Sending me into fangirl ecstasies, the New York Times featured two substantial pieces on speculative-fiction luminaries, this week and the last:
In “Making Squid The Meat of the Story,” China Miéville talks about his preferences in cephalopods; his newest novel, Kraken (speaking of which, I covergasmed recently over the art for Subterranean Press’ limited edition); why he found Star Trek horrifying as a child; and more.
“At a certain stage some people end up not trusting their own imagination,” Mr. Miéville said. “You get this kind of baleful set of voices in your head that tell you, ‘That’s silly; you’re being silly.’

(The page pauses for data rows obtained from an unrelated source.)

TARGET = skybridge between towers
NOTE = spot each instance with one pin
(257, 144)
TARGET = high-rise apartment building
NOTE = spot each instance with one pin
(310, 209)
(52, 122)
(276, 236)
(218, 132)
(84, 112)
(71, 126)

“But I think most people have more ideas in their heads than they think they do. It’s just that those of us in the fantastic fields — either we don’t listen to our own filters, or we have a much higher ridiculousness threshold.”
And in “Hero of Comic-Book World Gets Real,” Alan Moore discusses his current work-in-progress, “a lengthy spoken-word recording accompanied by an atmospheric musical soundtrack and a book of photographs” about Steve Moore, the comics writer and early mover and shaker within British comics. (Sorry if this is completely not-news within the realm of Moorephilia; I’m behind on news about pretty much everything imaginable.)
Also made my week to see continued confirmation that Moore will be continuing work on The League of Extraordinary Gentlemen, one of my most-beloved series, despite his plans to otherwise leave behind the world of graphic novels.